The cost of dental treatment shot up by more than twice the rate of inflation after the botched introduction of a new charging regime, it has been claimed.

The average cost of a visit rose by 7 per cent between 2005 and 2006, the year when the scheme was brought in alongside a new contract for NHS dentists.

That compares with an inflation rate of 3.1 per cent between those two years.
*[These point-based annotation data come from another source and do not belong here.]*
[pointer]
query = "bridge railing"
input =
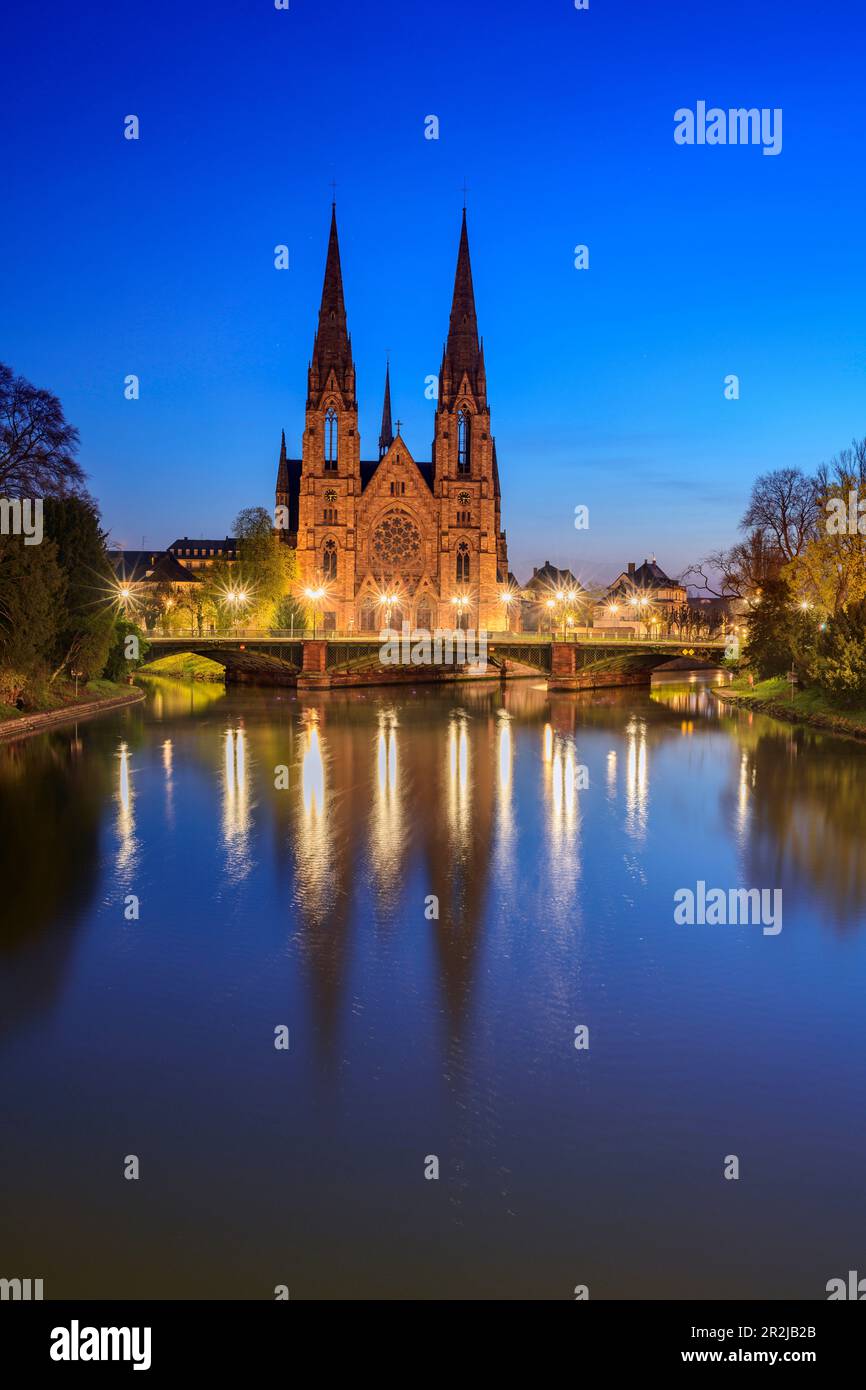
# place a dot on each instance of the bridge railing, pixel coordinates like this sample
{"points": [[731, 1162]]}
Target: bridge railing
{"points": [[284, 634]]}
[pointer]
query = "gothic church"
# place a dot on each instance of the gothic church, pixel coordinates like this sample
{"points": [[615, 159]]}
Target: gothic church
{"points": [[420, 540]]}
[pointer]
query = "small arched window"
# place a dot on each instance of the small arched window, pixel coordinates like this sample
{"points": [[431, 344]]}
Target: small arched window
{"points": [[328, 560], [463, 460], [331, 442]]}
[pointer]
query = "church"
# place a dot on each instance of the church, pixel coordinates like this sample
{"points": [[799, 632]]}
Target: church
{"points": [[396, 538]]}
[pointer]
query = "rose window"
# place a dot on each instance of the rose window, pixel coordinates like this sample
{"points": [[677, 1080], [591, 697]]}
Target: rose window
{"points": [[396, 540]]}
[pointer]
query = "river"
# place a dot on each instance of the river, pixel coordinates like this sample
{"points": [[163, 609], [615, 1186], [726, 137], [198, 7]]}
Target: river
{"points": [[428, 891]]}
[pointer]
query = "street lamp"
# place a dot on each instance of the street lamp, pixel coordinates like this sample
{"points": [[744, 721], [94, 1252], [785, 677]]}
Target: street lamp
{"points": [[388, 601], [314, 597], [460, 602]]}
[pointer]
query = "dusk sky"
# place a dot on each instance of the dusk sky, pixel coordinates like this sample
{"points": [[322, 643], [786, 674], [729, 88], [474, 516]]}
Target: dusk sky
{"points": [[606, 385]]}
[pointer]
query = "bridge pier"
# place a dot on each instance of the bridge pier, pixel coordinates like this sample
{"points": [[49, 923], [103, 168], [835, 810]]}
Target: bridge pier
{"points": [[314, 670]]}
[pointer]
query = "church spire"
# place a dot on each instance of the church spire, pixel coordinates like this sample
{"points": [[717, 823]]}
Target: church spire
{"points": [[462, 350], [282, 470], [387, 434], [332, 348]]}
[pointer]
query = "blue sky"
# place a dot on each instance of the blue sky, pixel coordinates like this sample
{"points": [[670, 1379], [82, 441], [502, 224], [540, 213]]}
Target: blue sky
{"points": [[156, 256]]}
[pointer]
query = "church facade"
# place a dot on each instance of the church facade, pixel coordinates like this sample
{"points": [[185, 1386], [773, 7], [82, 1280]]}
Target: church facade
{"points": [[395, 537]]}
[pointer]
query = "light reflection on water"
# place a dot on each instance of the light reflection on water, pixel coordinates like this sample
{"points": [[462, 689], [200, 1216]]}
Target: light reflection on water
{"points": [[413, 1032]]}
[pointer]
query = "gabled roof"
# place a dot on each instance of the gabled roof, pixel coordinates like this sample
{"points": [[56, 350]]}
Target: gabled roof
{"points": [[648, 576], [192, 542], [369, 467], [150, 567], [549, 577]]}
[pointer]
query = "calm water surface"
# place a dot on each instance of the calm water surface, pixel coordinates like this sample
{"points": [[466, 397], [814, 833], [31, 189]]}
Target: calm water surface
{"points": [[412, 1036]]}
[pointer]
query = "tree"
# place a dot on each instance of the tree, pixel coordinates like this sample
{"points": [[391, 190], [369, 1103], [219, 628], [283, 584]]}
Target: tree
{"points": [[289, 615], [830, 571], [780, 634], [841, 665], [784, 509], [263, 569], [38, 446], [118, 665], [31, 591], [89, 608]]}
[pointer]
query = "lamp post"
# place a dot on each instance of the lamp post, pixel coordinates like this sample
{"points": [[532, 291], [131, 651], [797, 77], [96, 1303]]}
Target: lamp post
{"points": [[314, 595], [506, 599], [460, 602], [387, 601]]}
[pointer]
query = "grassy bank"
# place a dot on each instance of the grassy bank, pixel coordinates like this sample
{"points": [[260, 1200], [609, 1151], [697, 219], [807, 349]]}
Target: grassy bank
{"points": [[185, 666], [63, 695], [804, 706]]}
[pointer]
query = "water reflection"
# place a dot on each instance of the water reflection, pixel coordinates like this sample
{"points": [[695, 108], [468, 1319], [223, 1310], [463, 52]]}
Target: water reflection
{"points": [[237, 802], [637, 779], [552, 898], [387, 819], [127, 845]]}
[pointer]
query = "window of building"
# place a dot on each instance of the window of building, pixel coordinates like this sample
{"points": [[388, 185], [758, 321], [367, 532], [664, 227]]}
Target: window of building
{"points": [[328, 560], [463, 456], [331, 441]]}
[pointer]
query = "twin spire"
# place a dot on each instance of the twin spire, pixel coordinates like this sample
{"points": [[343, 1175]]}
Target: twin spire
{"points": [[332, 346]]}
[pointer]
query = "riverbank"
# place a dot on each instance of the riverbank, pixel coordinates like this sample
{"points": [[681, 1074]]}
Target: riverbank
{"points": [[92, 699], [806, 706]]}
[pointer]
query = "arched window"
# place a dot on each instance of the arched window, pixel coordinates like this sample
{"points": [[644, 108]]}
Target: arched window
{"points": [[328, 560], [331, 439], [463, 441]]}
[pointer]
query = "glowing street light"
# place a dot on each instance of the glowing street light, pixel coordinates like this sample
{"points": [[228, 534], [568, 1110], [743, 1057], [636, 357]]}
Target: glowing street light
{"points": [[314, 597], [460, 602], [387, 601]]}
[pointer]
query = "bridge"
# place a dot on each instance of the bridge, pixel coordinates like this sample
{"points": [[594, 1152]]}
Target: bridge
{"points": [[332, 660]]}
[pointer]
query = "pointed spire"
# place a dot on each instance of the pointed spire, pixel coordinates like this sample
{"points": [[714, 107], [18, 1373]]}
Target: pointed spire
{"points": [[332, 348], [282, 470], [462, 349], [387, 432]]}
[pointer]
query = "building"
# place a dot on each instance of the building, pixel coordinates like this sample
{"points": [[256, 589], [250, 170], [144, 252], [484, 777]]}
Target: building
{"points": [[544, 595], [419, 541], [641, 602], [153, 583], [202, 555], [152, 569]]}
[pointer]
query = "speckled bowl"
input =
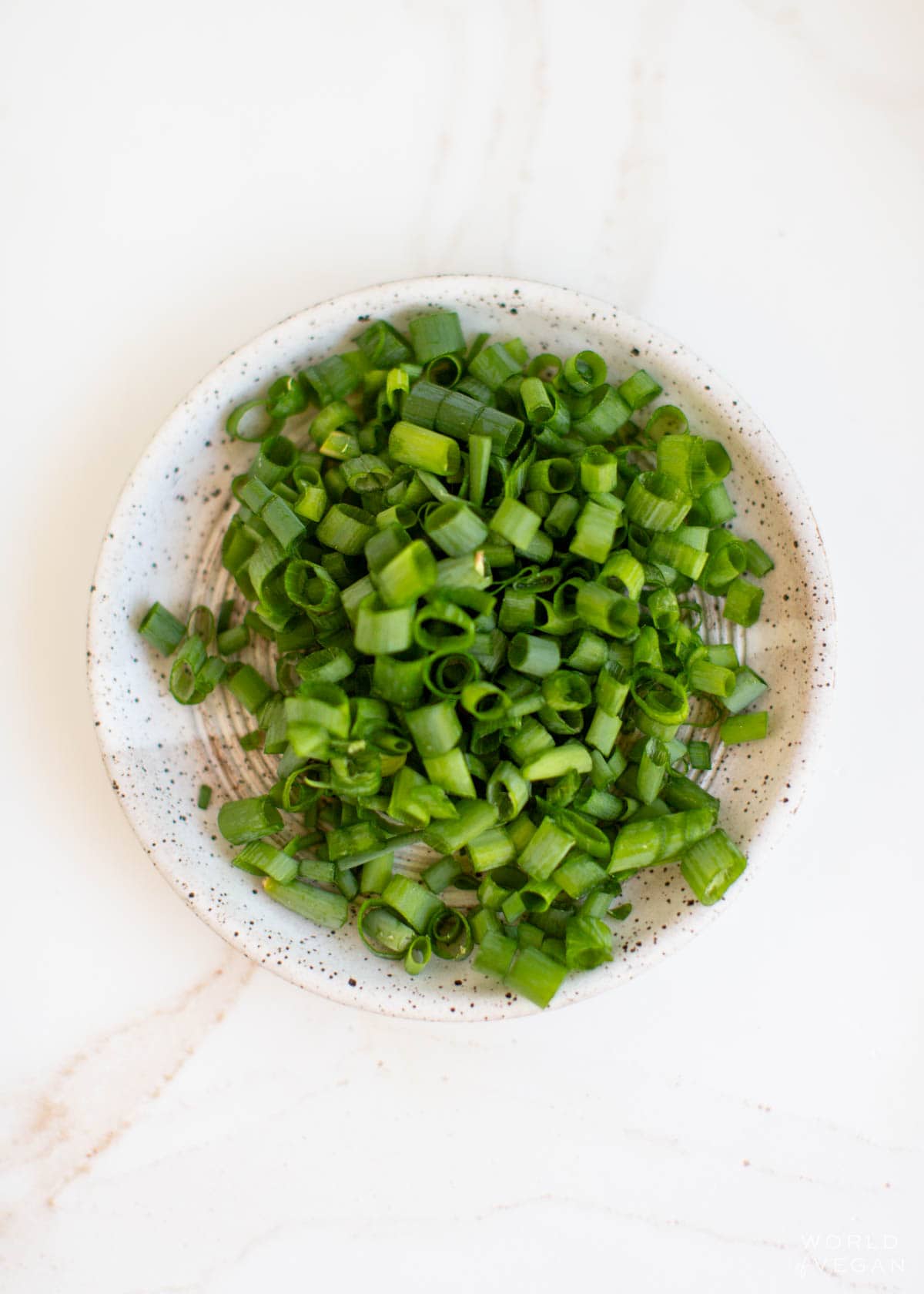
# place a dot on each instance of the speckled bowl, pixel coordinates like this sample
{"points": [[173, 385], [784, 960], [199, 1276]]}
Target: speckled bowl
{"points": [[163, 544]]}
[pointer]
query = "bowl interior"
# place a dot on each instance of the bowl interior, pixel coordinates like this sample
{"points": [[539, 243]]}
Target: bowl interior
{"points": [[163, 544]]}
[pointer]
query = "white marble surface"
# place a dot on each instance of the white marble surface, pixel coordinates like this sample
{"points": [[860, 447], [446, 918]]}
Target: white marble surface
{"points": [[745, 1117]]}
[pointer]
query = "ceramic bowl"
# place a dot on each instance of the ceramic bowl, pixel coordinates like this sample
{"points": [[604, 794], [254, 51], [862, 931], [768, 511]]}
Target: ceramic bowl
{"points": [[163, 544]]}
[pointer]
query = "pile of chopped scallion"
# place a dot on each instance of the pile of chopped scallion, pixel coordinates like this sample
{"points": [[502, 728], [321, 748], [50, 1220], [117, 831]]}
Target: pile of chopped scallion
{"points": [[475, 578]]}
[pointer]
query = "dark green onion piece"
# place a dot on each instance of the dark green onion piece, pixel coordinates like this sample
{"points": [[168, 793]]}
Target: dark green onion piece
{"points": [[745, 728], [162, 629], [319, 906], [711, 866], [534, 976], [243, 820], [435, 335]]}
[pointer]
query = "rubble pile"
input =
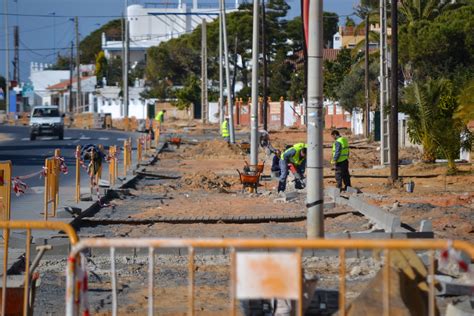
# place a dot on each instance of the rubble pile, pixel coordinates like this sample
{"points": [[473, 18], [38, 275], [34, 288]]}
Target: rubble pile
{"points": [[213, 149], [206, 180]]}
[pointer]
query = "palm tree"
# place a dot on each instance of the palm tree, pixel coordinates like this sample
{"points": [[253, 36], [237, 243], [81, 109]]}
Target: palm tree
{"points": [[420, 101], [433, 108], [417, 10]]}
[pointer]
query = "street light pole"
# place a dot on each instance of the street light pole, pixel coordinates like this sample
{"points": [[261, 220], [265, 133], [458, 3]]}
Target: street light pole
{"points": [[315, 197], [7, 58], [254, 113]]}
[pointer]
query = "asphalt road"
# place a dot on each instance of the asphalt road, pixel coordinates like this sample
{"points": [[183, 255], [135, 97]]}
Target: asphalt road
{"points": [[28, 157]]}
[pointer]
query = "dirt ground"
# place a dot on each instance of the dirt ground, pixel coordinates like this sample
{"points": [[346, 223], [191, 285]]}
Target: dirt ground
{"points": [[199, 179]]}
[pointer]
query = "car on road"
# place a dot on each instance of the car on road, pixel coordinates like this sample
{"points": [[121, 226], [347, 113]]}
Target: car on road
{"points": [[46, 120]]}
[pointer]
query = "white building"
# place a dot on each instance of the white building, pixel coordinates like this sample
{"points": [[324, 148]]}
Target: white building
{"points": [[41, 78], [151, 24]]}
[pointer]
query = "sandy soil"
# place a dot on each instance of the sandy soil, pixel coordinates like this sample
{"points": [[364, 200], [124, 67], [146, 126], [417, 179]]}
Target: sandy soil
{"points": [[206, 183]]}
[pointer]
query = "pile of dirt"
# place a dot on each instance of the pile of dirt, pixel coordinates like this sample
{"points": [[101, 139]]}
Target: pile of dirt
{"points": [[213, 149], [208, 181]]}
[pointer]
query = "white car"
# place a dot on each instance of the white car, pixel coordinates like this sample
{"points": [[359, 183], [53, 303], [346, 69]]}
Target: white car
{"points": [[46, 120]]}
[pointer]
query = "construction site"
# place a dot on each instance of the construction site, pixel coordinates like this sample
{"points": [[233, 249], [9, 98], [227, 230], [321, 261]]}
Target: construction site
{"points": [[169, 239]]}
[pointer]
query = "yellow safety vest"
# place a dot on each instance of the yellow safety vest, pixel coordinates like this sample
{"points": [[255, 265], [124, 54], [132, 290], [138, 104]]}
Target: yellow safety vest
{"points": [[296, 159], [344, 149], [159, 116], [225, 129]]}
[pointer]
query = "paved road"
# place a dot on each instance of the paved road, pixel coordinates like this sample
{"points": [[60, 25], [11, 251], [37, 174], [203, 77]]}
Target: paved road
{"points": [[28, 157]]}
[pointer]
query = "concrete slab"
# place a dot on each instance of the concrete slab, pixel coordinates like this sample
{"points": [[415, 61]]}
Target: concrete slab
{"points": [[381, 218]]}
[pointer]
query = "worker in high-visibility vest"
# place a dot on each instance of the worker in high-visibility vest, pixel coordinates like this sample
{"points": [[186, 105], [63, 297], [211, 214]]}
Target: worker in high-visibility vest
{"points": [[294, 159], [160, 118], [340, 158], [225, 130]]}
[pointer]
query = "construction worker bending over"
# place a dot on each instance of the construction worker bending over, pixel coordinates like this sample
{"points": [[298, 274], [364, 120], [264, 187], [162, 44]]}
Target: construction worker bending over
{"points": [[294, 158], [225, 130], [160, 118], [340, 157]]}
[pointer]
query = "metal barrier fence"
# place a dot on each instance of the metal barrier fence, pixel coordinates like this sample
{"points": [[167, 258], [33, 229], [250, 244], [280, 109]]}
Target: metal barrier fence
{"points": [[5, 189], [247, 269], [7, 226], [51, 183]]}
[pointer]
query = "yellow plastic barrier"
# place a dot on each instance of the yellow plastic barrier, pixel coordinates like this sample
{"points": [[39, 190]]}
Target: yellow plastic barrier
{"points": [[12, 306], [139, 149], [5, 189], [243, 281], [49, 187], [78, 173], [112, 164]]}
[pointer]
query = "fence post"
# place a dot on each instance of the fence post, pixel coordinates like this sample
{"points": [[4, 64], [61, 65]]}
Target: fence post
{"points": [[157, 137], [99, 172], [78, 173], [112, 153], [57, 172], [125, 157], [130, 158], [5, 189], [139, 150], [46, 172]]}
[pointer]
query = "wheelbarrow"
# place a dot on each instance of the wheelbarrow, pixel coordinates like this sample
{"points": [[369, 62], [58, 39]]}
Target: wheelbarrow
{"points": [[175, 141], [15, 292], [244, 147], [258, 168], [249, 181]]}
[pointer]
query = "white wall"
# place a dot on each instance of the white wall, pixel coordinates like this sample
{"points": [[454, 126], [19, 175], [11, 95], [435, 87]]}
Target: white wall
{"points": [[213, 112]]}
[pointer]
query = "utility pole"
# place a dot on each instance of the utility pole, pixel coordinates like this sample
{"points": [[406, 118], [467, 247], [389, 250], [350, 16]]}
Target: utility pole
{"points": [[7, 59], [254, 113], [16, 59], [394, 96], [71, 68], [367, 101], [78, 67], [315, 197], [126, 64], [227, 74], [384, 134], [204, 72], [221, 75], [264, 54]]}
The analysis by the Tories shows that Health Service patients have paid £4.5billion in charges since 1997, and that average charges rose 35 per cent to £26.50 last year.

Last night the Government said this ten-year rise was in line with inflation. However, the leap in prices between the 2005 and 2006 financial years was not.

More than 400 separate charges for different-dental treatments were rationalised into just three bands in 2006.

But instead of the changes equalling out, ensuring that the average patient still paid the same as the year before, the charge shot up by 7 per cent.

Over the same period, the number of patients able to access an NHS dentist actually fell, because 1,000 dentists decided to leave the NHS.

Tory health spokesman Mike Penning said: 'Labour's botched policies mean that millions of hard-working families have completely lost access to affordable dental care.

Ministers need to own up to their mistakes, stop dithering and take action now to rectify the mess they've got the country into.'

Just a third of the population - some 20.4million - are registered with an NHS dentist.

Michael Summers of the Patients' Association said the lack of access to affordable treatment had 'disastrous consequences in terms of oral health'.

Susie Sanderson, of the British Dental Association's executive board, said: 'The untried and untested dental contract introduced in 2006 has caused serious problems for patients and dentists alike.'

A Department of Health spokesman said: 'Patient charges have stayed the same in real terms as they have gone up in line with inflation.'

He added that £2billion had been invested in NHS dentistry which was improving the level of service.